ところでニンジャスレイヤーは同じエピソードでも媒体ごとに見方が大きく変わる作品です。

私の場合、タヌキの原作小説ではコトダマ空間の世界観やタヌキの仕掛けがすごく面白いと感じましたし、コミカライズではサワタリの格好良さや狂気、熱い戦闘シーンにグッときました。そしてアニメイシヨンではナンシー=サンカワイイヤッター! ノトーリアス=サンカワイイヤッター! と各媒体を経ていくたびに新たな面白さが見えてきます。

アニメイシヨンは尺が短いですし、それだけでは見えてこない楽しさもあるはずです。よりタヌキを楽しむためにも、是非、原作小説やコミカライズも読んでみることを私はおすすめしたいと思います。

それではアニメイシヨンの第9話と第10話、【ワン・ミニット・ビフォア・ザ・タヌキ】の感想と紹介を書いていきます。

第9話の感想

キタキタキマシタ!タヌキがキマシタ!

もう少し後でやるかと思っていましたが、早速ナンシー=サン大活躍回の【ワン・ミニット・ビフォア・ザ・タヌキ】がやってきました。
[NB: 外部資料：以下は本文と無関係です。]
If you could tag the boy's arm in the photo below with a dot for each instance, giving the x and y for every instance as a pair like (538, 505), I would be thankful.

いきなり冒頭から謎の無言タイムでした。アレをどう捉えるのかはなかなか難しいような気がします。尺稼ぎとも言われるし、コトダマ空間の静謐さとも言えるし、フジキドとナンシーの思考速度・タイプ速度の差とも言えるでしょうし、まあとりあえず「ワオ……ゼン……」とつぶやいておけばいいのではないでしょうか。
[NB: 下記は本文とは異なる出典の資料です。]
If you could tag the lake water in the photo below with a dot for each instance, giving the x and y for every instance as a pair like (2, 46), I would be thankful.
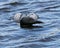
(13, 36)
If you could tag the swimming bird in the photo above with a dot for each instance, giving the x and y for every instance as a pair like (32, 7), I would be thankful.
(26, 20)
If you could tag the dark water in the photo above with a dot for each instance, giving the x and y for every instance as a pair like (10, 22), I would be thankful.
(13, 36)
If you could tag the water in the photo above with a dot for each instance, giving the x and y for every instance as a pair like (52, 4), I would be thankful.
(13, 36)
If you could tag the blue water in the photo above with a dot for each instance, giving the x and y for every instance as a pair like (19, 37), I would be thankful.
(13, 36)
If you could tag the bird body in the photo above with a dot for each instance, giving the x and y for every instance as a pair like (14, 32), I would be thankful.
(26, 20)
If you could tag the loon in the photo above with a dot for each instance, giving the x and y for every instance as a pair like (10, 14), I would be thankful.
(26, 20)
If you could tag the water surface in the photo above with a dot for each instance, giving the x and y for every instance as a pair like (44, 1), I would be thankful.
(13, 36)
さて、タヌキということでいよいよコトダマ空間が登場しました。コトダマ空間はニンジャスレイヤーの世界観において最重要のキーワードの一つです。第1部ではそこまで踏み込みませんが、決して無視することは出来ません。しかし、正直なところ。本当に正直なところ!

コトダマ空間を視覚的に描写するのは相当に困難だと私は思っています。

コミカライズもアニメイシヨンも光る点はあると思いますが、原作小説を初めて読んだときに感じた分けの分からないイメージを表現しきれたとは思えませんでした。どこかで見たことあるような描写ばかりが目立ち、あまり驚きは感じません。
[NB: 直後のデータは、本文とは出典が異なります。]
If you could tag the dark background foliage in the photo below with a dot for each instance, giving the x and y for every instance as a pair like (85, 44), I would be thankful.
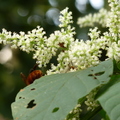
(25, 15)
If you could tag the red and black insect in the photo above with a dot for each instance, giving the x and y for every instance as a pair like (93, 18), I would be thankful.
(33, 75)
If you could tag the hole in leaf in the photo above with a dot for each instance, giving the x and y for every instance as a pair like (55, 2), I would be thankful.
(31, 104)
(97, 74)
(33, 89)
(55, 109)
(21, 98)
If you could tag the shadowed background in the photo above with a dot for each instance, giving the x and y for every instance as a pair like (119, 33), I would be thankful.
(25, 15)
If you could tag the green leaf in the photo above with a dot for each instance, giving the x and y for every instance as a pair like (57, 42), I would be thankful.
(110, 100)
(53, 97)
それが別に悪いとは思いません。理解しやすいという点で評価は出来ます。しかし私は、コトダマ空間にある種の恐怖を感じています。あの世界観に触れたときに感じた得も言えぬような肌がざわめく感じ、現実と夢の境界を把握出来ない不安と恐怖、そこを私は求めてしまいます。

小さい頃、風邪で寝込むとよくコワイ夢を見ていました。何がコワイのかよく分からないのですが、ただただ本能的に恐怖を感じる夢です。何もない真っ白な世界を一人で歩いていたり、山よりも大きな目がずっとこちらを見ていたり、突如地面がなくなってどこまでも空を落ちていったり……。そして目が覚めると熱のせいで頭はボーッとしていて夢の内容が理解出来ないばかりか、今自分が起きているのかそれともまだ夢を見ているのかも分からないのでした。汗で身体はびしょびしょで、分けもわからないのに目からは涙が流れています。そんな経験、ありませんか?

その恐怖を私はコトダマ空間に感じています。そして、それを視覚化することは相当に難しいのではないでしょうか。試みたところで本当に理解出来ないようなものが出来るはずです。それを作品として是とするかは悩ましいところでしょう。

もしかしたら、こんなことを感じているのは私だけかもしれません。しかし私は、原作小説を読んだときに感じた恐怖をもう一度味わいたいと思わずにはいられないのです。今のアニメイシヨンではコンセプト的に沿わないでしょうが、もっとニンジャスレイヤーという作品の根源的なコワイところをメディアミックスでも見たいと願ってしまうのです。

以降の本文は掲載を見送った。